3. Can a company develop a CAR-Treg therapy for multiple sclerosis without infringing on Patent 10,172,851? Infringement depends on the specific claims of the proposed CAR-Treg therapy for multiple sclerosis. If the therapy involves engineered Tregs expressing a CAR targeting an antigen described in the patent's claims, and is administered to treat the condition as claimed, it could potentially infringe. A detailed freedom-to-operate analysis is required.

4. Does the patent claim the use of donor-derived (allogeneic) CAR-Tregs? Yes, Claim 15 explicitly mentions the method of treating autoimmune disease or transplant rejection by administering a population of Tregs that is allogeneic to the subject.
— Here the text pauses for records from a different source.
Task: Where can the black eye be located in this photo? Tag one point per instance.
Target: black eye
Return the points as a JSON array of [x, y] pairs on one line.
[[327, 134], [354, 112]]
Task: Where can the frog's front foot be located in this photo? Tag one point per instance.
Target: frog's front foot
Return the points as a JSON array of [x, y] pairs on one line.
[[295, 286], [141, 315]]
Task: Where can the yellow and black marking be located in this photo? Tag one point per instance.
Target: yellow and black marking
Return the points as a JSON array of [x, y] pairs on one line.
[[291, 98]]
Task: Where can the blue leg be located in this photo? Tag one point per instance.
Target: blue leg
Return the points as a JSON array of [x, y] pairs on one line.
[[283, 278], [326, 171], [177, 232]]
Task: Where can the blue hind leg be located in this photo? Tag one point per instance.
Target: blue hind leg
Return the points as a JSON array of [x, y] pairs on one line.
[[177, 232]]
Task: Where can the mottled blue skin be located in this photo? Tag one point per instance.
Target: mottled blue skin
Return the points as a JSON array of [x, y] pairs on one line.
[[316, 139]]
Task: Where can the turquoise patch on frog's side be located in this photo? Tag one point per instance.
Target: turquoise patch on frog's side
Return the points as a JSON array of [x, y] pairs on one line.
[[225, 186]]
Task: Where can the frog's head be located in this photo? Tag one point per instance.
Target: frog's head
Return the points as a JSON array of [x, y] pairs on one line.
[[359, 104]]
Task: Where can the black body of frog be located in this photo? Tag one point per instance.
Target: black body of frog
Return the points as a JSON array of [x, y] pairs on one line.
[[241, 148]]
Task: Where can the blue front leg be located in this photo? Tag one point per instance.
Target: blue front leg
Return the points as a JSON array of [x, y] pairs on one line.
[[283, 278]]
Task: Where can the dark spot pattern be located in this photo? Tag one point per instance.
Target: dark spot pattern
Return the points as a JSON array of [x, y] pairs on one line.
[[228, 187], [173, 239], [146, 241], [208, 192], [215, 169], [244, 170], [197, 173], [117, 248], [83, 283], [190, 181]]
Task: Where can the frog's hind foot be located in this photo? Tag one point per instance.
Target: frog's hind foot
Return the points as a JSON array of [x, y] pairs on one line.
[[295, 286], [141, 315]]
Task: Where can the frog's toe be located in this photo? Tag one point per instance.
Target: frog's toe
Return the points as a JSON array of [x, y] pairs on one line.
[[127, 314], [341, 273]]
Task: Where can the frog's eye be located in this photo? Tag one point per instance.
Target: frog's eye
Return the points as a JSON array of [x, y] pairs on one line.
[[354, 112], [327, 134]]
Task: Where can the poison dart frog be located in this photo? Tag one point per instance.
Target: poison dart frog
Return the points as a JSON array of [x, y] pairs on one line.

5. What is the significance of the CAR's intracellular signaling domain as claimed in the patent? The intracellular signaling domain is critical for the CAR-Treg's function. Claim 5 and 6 specify that it comprises at least one signaling domain, including a CD3-zeta signaling domain and potentially co-stimulatory signaling domains like CD28 or 4-1BB. These domains dictate how the Treg responds upon antigen recognition by the CAR, influencing its immunosuppressive activity.

Citations

[1] Regents of the University of Michigan. (2019, January 9). Chimeric antigen receptor-modified regulatory T cells and methods of use. U.S. Patent No. 10,172,851. United States Patent and Trademark Office.